As these technologies continue to develop, it is imperative for humanity to develop an ethical structure to harness their potential instead of spelling our doom. Kelly fears society is already behind in that regard.

“How to have good oversight, and by whom, and who understands it well enough to have effective oversight are all central issues. In the last couple of decades, our technologies have developed so rapidly and have become so integral to our lives so quickly, that I think our ethical systems for thinking about how to deal with a lot of them are still playing catch-up,” Kelly said.

As an example, Kelly cited his project on human reliance on algorithms to sort through big data, ignoring the reality that algorithms reflect the biases of their human programmers. There are times, Kelly said, where this allows the algorithm to “turbocharge” injustices we already see in society.

“One of the worries here is that because algorithms, in the public imagination, have this veneer of mathematical infallibility, this connotation of pure objectivity, that we’re going to give them a kind of epistemic authority that they don’t really deserve. ‘Well, the algorithm says that this person is a high risk to commit another crime, so, of course, they should not get parole. They should be thrown back in jail.’ But algorithms are not infallible oracles,” Kelly said.

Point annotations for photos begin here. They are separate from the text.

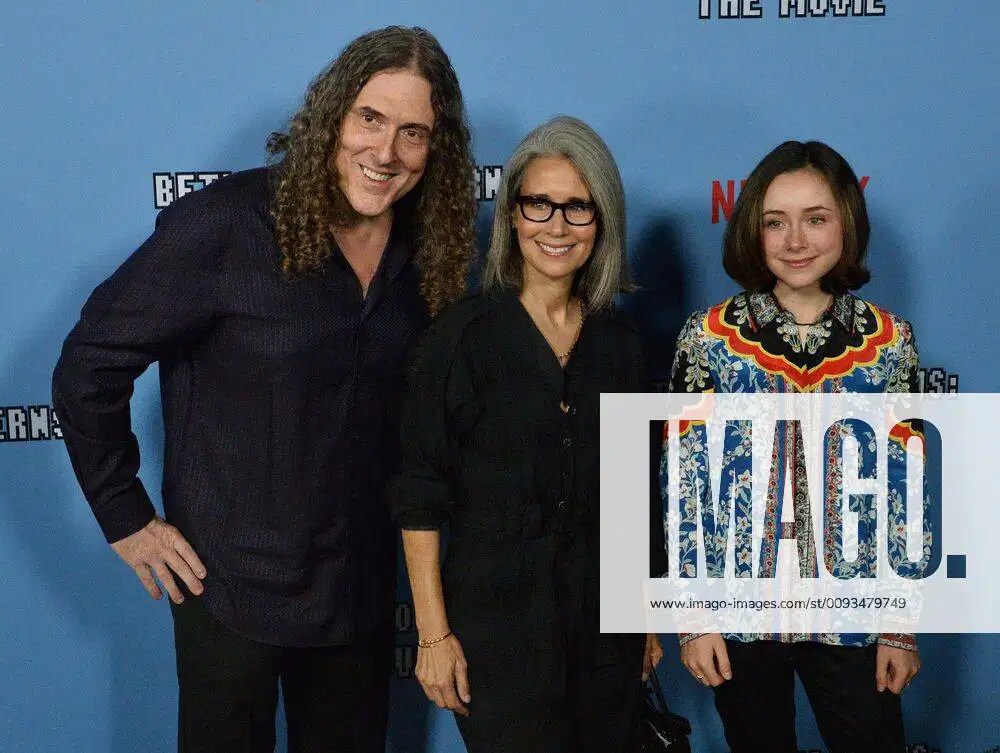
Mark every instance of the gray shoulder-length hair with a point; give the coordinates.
(606, 272)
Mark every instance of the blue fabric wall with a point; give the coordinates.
(99, 97)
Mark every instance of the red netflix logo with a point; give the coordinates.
(724, 197)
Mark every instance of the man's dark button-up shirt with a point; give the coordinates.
(280, 399)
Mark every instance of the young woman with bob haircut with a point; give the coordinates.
(797, 243)
(500, 437)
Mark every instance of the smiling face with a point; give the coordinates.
(803, 233)
(384, 142)
(553, 250)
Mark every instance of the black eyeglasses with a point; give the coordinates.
(537, 209)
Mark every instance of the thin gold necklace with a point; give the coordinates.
(565, 356)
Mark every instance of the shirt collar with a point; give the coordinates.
(764, 309)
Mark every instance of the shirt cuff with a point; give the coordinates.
(126, 513)
(683, 638)
(419, 520)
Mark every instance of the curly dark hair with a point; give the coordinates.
(441, 208)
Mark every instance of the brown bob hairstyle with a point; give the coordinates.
(742, 249)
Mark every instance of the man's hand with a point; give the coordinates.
(443, 674)
(707, 659)
(895, 668)
(651, 657)
(157, 549)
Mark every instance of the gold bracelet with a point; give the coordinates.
(432, 641)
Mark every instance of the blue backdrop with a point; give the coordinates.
(101, 97)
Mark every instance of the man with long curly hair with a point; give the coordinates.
(280, 303)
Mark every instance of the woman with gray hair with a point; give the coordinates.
(500, 438)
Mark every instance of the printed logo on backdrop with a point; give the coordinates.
(406, 643)
(726, 9)
(168, 187)
(29, 423)
(724, 193)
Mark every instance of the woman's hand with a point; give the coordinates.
(895, 668)
(443, 674)
(707, 659)
(652, 655)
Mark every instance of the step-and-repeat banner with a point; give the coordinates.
(112, 111)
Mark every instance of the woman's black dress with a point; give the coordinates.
(488, 449)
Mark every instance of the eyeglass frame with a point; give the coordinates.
(556, 205)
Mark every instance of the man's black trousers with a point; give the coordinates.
(335, 697)
(758, 705)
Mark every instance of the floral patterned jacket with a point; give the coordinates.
(749, 343)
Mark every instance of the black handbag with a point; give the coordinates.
(661, 728)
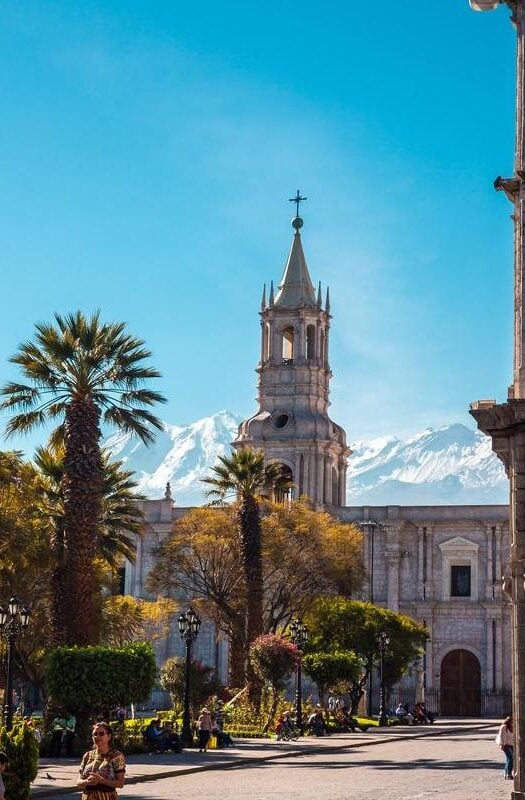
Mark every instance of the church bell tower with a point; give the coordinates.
(292, 425)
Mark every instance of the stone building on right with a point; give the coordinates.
(442, 566)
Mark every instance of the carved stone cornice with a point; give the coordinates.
(500, 421)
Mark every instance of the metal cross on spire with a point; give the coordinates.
(297, 200)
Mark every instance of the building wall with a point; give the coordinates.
(408, 551)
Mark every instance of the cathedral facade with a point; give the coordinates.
(441, 565)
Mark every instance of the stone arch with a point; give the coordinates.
(266, 342)
(310, 342)
(288, 344)
(288, 469)
(335, 487)
(460, 683)
(321, 347)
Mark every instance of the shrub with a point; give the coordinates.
(96, 678)
(21, 748)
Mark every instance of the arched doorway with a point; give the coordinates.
(460, 685)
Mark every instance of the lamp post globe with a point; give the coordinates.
(484, 5)
(299, 637)
(13, 622)
(383, 641)
(189, 624)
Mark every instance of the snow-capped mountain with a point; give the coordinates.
(448, 465)
(182, 455)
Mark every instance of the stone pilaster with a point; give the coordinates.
(505, 423)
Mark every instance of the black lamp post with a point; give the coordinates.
(383, 640)
(13, 622)
(189, 624)
(299, 636)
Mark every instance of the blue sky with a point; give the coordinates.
(147, 151)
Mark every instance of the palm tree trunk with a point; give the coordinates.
(82, 490)
(250, 527)
(59, 604)
(237, 670)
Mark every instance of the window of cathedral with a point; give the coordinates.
(460, 580)
(459, 568)
(288, 345)
(310, 342)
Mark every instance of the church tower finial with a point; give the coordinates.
(292, 425)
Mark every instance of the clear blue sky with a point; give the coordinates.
(147, 151)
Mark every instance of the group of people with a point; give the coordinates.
(419, 715)
(63, 731)
(212, 724)
(162, 737)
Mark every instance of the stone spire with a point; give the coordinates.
(296, 288)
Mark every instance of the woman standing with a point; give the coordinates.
(102, 768)
(205, 725)
(505, 739)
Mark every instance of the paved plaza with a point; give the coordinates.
(454, 761)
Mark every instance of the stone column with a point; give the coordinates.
(430, 588)
(306, 474)
(327, 487)
(392, 562)
(489, 650)
(420, 560)
(505, 423)
(489, 565)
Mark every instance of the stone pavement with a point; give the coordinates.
(59, 776)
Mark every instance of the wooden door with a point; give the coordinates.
(460, 685)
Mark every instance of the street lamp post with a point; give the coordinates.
(13, 621)
(299, 636)
(383, 640)
(189, 624)
(505, 422)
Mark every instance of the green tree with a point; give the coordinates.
(82, 373)
(120, 522)
(305, 554)
(339, 624)
(129, 619)
(95, 679)
(246, 475)
(329, 669)
(21, 748)
(274, 658)
(202, 681)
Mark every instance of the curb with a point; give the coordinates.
(272, 757)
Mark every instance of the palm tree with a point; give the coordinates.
(82, 373)
(245, 474)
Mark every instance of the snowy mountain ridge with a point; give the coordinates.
(448, 465)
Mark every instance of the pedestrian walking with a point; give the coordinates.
(103, 768)
(58, 728)
(69, 734)
(205, 726)
(3, 764)
(505, 740)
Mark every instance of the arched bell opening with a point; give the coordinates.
(284, 494)
(288, 345)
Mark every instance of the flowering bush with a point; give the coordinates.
(273, 658)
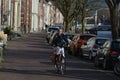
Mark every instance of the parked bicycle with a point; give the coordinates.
(60, 64)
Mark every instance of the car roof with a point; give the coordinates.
(87, 35)
(102, 38)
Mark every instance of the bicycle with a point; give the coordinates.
(60, 65)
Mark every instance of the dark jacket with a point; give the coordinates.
(59, 40)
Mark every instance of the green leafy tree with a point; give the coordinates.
(114, 11)
(67, 8)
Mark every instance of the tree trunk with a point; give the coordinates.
(83, 25)
(114, 22)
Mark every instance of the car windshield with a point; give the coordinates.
(68, 36)
(100, 42)
(54, 29)
(115, 46)
(86, 37)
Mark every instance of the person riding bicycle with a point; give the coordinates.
(59, 41)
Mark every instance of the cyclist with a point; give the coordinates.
(59, 41)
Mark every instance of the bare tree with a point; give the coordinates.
(113, 8)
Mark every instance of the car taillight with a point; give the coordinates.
(113, 52)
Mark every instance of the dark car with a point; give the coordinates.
(107, 55)
(98, 43)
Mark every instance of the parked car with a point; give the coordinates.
(86, 48)
(98, 43)
(107, 55)
(49, 29)
(77, 42)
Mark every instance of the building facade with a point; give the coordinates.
(34, 21)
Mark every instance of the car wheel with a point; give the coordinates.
(80, 53)
(96, 61)
(90, 55)
(117, 69)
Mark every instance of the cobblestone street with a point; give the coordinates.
(27, 58)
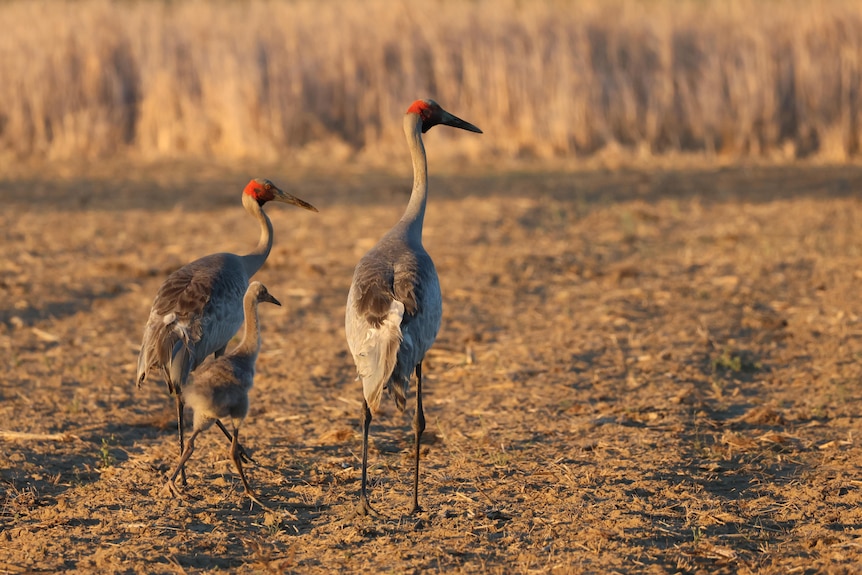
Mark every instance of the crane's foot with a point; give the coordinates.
(364, 509)
(170, 489)
(243, 454)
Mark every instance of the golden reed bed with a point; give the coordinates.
(550, 79)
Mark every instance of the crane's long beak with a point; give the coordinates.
(281, 196)
(268, 298)
(456, 122)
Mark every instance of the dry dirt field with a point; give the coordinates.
(649, 372)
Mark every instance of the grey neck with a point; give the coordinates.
(415, 213)
(255, 259)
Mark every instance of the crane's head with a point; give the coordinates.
(432, 114)
(258, 291)
(262, 190)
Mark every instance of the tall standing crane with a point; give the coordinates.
(394, 305)
(198, 308)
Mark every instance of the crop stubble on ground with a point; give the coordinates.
(652, 372)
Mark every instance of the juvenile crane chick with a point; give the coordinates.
(220, 387)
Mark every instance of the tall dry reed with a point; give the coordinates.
(326, 80)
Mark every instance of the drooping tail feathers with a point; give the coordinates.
(378, 354)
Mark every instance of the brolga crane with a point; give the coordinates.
(394, 305)
(202, 301)
(219, 389)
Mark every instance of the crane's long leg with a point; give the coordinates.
(237, 461)
(242, 452)
(364, 508)
(180, 428)
(418, 428)
(187, 452)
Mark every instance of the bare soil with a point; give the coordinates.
(638, 372)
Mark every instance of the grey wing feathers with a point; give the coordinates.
(176, 316)
(377, 281)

“Their outputs shouldn’t be taken as sacrosanct — especially when they are operating with data that can reflect past prejudices that have been baked into our society already. So one worry might be that we’ll start treating these artificial intelligences as being better and more objective than they actually are; we’ll cede too much authority to them too soon when in fact they’re not anywhere close to being able to make fine-grained and ethically informed judgments.”

Kelly’s hope is that those working in the humanities will provide a framework for benefiting from these radical technological advancements while still maintaining some semblances of personal privacy and transparent, ethical behavior from developers and big tech companies.

Maintaining that balance will be one of the major societal challenges of the coming decades, but the technological advancement itself does not concern Kelly. Just as previous generations of humans leveraged innovation to further the evolution of the species, Kelly predicts these developments will only further that progress.

“What’s made us distinctively human is that we’ve been doing stuff like this — externalizing our intelligence and problem-solving capabilities into useful technologies — for hundreds of thousands of years,” Kelly said. “We create new gadgets, and then change as we come to rely on those gadgets. This pattern has driven a feedback loop that over the long haul has helped generate our big brains and massively increased our collective problem-solving capacities.

“There’s something ironic about the worries about whether, in general, artificial or extra-biological intelligence is going to be the doom of us. If handled poorly, sure it might be. But there’s an interesting sense it was key to genesis of us as a species, too.”